Vicedirettore, un po’ se l’è andata a cercare, per il titolo e anche perché il libro mette in discussione il patrono d’Italia, San Francesco…
«Cerco di raccontare i grandi personaggi della letteratura liberale, che per lungo tempo non è stata nemmeno tradotta in italiano. Il caso di San Francesco è che se non ci fosse stato suo padre, ricco mercante borghese, lui sarebbe stato uno dei tanti poveri di Assisi, non si sarebbe potuto spogliare delle proprie ricchezze, non avrebbe ricevuto un’educazione, insomma non sarebbe stato santo.
Lo stesso vale per l’atteggiamento ipocrita di alcuni pensatori contemporanei cattolici che non si rendono conto che senza mercato e senza capitalismo loro non avrebbero potuto battersi per l’accoglienza dei migranti che vengono, sì, da luoghi dove c’è guerra, ma soprattutto da Paesi dove non c’è capitalismo e non c’è mercato».
Parliamo di Hayek, un pensatore che per la maggioranza degli italiani è sconosciuto e che i veri liberali venerano.

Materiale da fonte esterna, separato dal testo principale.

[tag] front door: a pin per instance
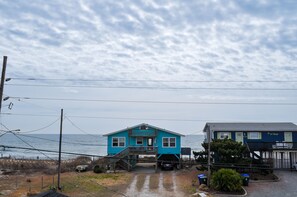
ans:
(150, 143)
(239, 137)
(288, 137)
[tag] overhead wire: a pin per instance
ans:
(78, 128)
(25, 142)
(63, 142)
(152, 80)
(154, 87)
(152, 101)
(42, 128)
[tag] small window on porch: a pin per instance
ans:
(224, 135)
(118, 141)
(254, 135)
(143, 127)
(139, 141)
(169, 142)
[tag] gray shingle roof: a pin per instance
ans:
(271, 126)
(144, 124)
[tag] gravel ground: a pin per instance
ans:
(285, 187)
(145, 180)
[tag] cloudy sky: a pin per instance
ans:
(172, 64)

«È stato un grandissimo pensatore liberale austriaco che ha sempre combattuto contro il socialismo e che all’epoca non si vergognava, assieme a Mises e a Friedman, di considerarsi antisocialista. Non ci insegnano solo filosofia, ci insegnano che dobbiamo prendere posizione. Scrivo che bisogna superare il tabù legato al definirsi “di destra”. Oggi tutti si definiscono liberali, ma o sono liberali all’acqua di rose oppure sono “liberali con il trattino”: liberal-socialisti, liberal-radicali, liberal-comunisti, eccetera. Ecco, io sono un liberale alla Hayek».
Vi sono anche dei modelli italiani di liberalismo.
«Sono Sergio Ricossa, Dario Antiseri e Antonio Martino. Ricossa rappresenta la figura del grande borghese, capostipite di tutti i liberali italiani. Antiseri per la filosofia e Martino per l’economia sono le altre due grandi icone del pensiero liberale italiano alla cui scuola mi sono formato».
Eppure la risposta alle élite conservatrici di sinistra che viene dalle urne nel mondo non è liberale, ma patriottica, populista, nazionalista.
«La tentazione di buttare a mare l’establishment è talmente forte che l’elettore vota qualsiasi cosa denunci il disgusto creato dal pensiero dominante. È un fenomeno molto simile a quello del nostro Montanelli che invita a turarsi il naso e votare Dc. Oggi ci si tura il naso e si vota Trump pur di non avere Hillary Clinton. Ci si tura il naso e si vota Brexit pur di non subire il conformismo inglese proeuropeo.
Non ne sono compiaciuto perché le loro ricette economiche sono intrise di nazionalismo. Se negli anni ’80 questo risentimento si espresse tramite Reagan e Thatcher, oggi ha trovato altre strade. La colpa è anche del conformismo mondiale che accusa il neoliberalismo di essere il male assoluto. È una castroneria. Hanno infangato il liberismo attribuendogli responsabilità che non ha. Di qui la ritrosia degli elettori. Invece ci vuole un contagio liberale per far capire che questa è la vera soluzione».